Bass add fun to a cold winter's day

After failing to catch walleyes in Lake Ouachita last Saturday, Rusty Pruitt of Bryant and I made a short trip Tuesday to the Ouachita River above the lake.

The river is narrow, shallow and rocky, with long pools separated by steep, tumbling shoals. The only place to launch a boat is steep, rutted and muddy, but a propeller-driven boat is confined to one pool unless the river level is about 5 feet. Even then, it's safe only for boats with jet-drive outboards.

Pruitt and I took my 12-foot MichiCraft square-stern canoe. Its broad beam makes it very stable, but if the water is too wild I can attach a dual pontoon kit that makes it virtually impossible to capsize.

Power comes from a 2-horsepower Honda four-stroke outboard. It starts reliably and runs all day on three-tenths of a gallon of gas. At slow speed in heavy current, it's the perfect trolling combination.

Cold and windy, with a looming threat of rain, it was a perfect day for walleye fishing. The question was whether walleyes were that far upriver.

We launched the canoe and walked it upstream through three sets of rapids to the Powerline Hole. The channel is very deep where it follows a bluff, and it is traditionally my most dependable walleye hole.

At the top of the Powerline Hole is a pinch point where the channel curves around a small boulder field before widening into another long pool that ends at a long, steep shoal. Below the shoal is a deep hole that's known as Striper Corner.

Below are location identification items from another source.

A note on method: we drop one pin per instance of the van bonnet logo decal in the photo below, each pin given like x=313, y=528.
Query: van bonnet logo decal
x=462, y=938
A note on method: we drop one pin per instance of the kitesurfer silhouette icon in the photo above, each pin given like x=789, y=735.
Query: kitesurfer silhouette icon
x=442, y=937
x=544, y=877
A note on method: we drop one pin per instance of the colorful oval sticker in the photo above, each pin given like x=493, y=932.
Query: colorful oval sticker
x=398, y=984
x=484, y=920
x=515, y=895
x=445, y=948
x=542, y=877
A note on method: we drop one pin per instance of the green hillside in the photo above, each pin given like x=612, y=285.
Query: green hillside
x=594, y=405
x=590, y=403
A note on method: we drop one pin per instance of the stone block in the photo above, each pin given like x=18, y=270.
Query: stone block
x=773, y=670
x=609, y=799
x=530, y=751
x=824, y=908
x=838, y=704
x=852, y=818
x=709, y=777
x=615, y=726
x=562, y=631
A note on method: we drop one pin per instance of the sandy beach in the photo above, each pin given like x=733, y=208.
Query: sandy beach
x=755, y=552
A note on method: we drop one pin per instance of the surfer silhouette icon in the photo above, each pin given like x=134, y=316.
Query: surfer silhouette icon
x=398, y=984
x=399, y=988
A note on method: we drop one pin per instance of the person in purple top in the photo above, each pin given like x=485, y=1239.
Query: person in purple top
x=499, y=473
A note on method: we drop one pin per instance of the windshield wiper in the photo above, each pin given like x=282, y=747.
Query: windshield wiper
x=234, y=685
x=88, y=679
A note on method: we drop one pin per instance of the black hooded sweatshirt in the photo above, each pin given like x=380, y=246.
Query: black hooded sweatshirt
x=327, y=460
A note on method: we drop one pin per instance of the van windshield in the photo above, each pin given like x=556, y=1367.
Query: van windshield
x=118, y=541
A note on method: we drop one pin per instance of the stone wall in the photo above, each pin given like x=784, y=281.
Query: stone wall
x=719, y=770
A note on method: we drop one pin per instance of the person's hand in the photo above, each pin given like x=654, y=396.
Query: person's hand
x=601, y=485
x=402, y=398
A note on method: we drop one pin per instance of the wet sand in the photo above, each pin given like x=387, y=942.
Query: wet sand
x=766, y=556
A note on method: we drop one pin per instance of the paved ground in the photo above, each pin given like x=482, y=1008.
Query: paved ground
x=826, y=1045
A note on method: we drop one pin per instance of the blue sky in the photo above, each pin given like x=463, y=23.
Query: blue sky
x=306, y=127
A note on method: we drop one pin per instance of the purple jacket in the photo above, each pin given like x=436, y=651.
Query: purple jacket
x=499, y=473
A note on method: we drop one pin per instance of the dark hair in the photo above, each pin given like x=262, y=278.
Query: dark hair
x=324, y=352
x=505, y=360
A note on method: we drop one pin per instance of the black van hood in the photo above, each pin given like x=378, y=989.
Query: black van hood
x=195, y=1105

Above that is another short pool known as Connie's Climax, named for a person that Chris Larson rescued who wrecked his boat against a snag when the river was at flood stage.

Above Connie's Climax is another long, steep rapid that levels into another pool that ends at Saltpeter Rock. It's usually too shallow to navigate upstream from Saltpeter Rock unless the river is at flood stage. Then you can go all the way to River Bluff and beyond.

Pruitt and I trolled the Powerline Hole twice upstream and once downstream with no effect. I used a Luck-E-Strike Rick Clunn STX, and Pruitt used a sinking Rapala minnow in rainbow trout color. Ordinarily you can't tell much from only three pulls through a hole, but we knew instinctively that walleyes were absent.

We continued trolling to Striper Corner. Pruitt caught two fat spotted bass with his Rapala before we stopped to fish the deep pool at Striper Corner. We usually catch a ton of bass there with jerkbaits, but that's always in March. It was lifeless on Tuesday.

Before long it started raining. I'll fish in the rain if fish are biting, but if they're not ...

"Let's get out of here," I said. "This is no fun at all."

It was a little more fun for Pruitt. He caught one more spotted bass on the way back to the ramp.